Discussing the Vietnamese psyche after Covid-19 is a way to show our optimism that Covid-19 will reach its peak and come to an end soon, allowing humanity an early return to its usual life, which does not necessarily mean peaceful existence!
Nghi v? Tâm lý ngu?i Vi?t sau d?i d?ch Covid-19 Some thoughts as Vietnam recovers from the Covid-19 pandemic 

We cannot just hope to return to a peaceful life after the pandemic, because life was never truly peaceful before. More importantly, the pandemic is unprecedented and the psyche of Vietnam and other nations has been transformed in two ways. Firstly, there is the emergence of new trauma, such as increased feelings of powerlessness and loneliness and, secondly, it marks the beginning of rethinking many things that previously seemed immutable and required little thought. Re-evaluating our lives will now become a proactive psychological trend and it is conceivable that we will now consider the following factors much differently:

Firstly, we accept the fact that humanity is perfectly empowered to change the world for the better. For example, even though we were born without wings, we have since been manufacturing airplanes and rockets to fly high and conquer the vastness of space. Although we still believe that a Covid-19 vaccine will emerge, we must now reconsider how harshly humankind has treated our environment already.

In reality, on several previous occasions, we have been reminded of that already and, in 2009, the United Nations declared that April 22 would become the annual Mother Earth Day. Earth Day rhymes with birthday, no wordplay, but the message is that it is vital to now protect our planet’s ecosystem more carefully!

Secondly, human-beings can now live completely virtual lives online, without need for direct interaction with others.
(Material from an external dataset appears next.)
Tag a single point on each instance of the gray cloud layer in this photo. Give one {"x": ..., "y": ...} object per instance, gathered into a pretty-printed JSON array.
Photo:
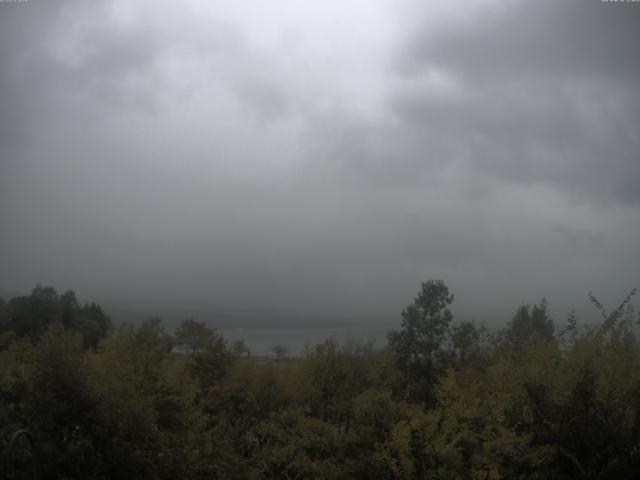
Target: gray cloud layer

During the Covid-19 pandemic, the Vietnamese discovered even more about the advantages of cyberspace. During the days of social distancing, students could not go to school but could still study online. Consumers who could not go out shopping could still have their goods delivered at home. 

Actually, this could all be seen before the pandemic, when the smartphone took over and, worldwide, users rapidly developed the habit of depending on them to immerse themselves into their own little worlds.

However, because of the new social distancing rules, we more than ever feel the vital need for real human interaction. In meetings, wearing facemasks, a meter or two apart, we feel awkward and suddenly reconsider the lost opportunities in the past to wholeheartedly communicate with others, without those restrictions. 

Evaluating online classes during the pandemic, poet Tan Hoai Da Vu warned about the shortcomings of online studies, in his usual sensitive and artistic style: “Students will tend to study on their own but will not be able to find everything they need. As a result, their communication skills will suffer and university life will slowly become less communal. Lecturers will be unable to pour all their love and their personalities into their work, shape those of their students, set good examples or transmit the proper human values to them.”

Thirdly is social equality in medicine. During the pandemic, we came to understand very clearly that the virus does not discriminate and is contracted by inhaling droplets directly from others or indirectly through contact with contaminated surfaces, regardless of whether this person is rich or poor, young or old. Covid-19 does not discriminate, but Covid-19 treatment does. 

On April 17, 2020, an article demonstrated this discrimination at work in the US, certainly not the only country involved: “With 600,000 infections and 30,000 deaths, the US has become the most heavily impacted country in the world. In this situation, no-one would think that the first question on an American patient’s mind would be how to pay for treatment. But this happened in New York City, the most heavily infected location. Before a patient was brought to intensive care and connected to a ventilator, he asked his nurse, “Who’s going to pay for it?” Those were his last words, according to Derrick Smith, an anesthetist at the hospital.” 

On the contrary, the Vietnamese believe that medical insurance ensures social equality in medicine for some. However, after the pandemic experience of looking after loved ones, Vietnam may rethink this issue. With death on the doorstep, only one decision needs to be made. If the case is severe, the patient will get an invasive ventilator, if the case is less severe, they will make do with a noninvasive ventilator, whether or not they bought insurance and regardless of its coverage limitations.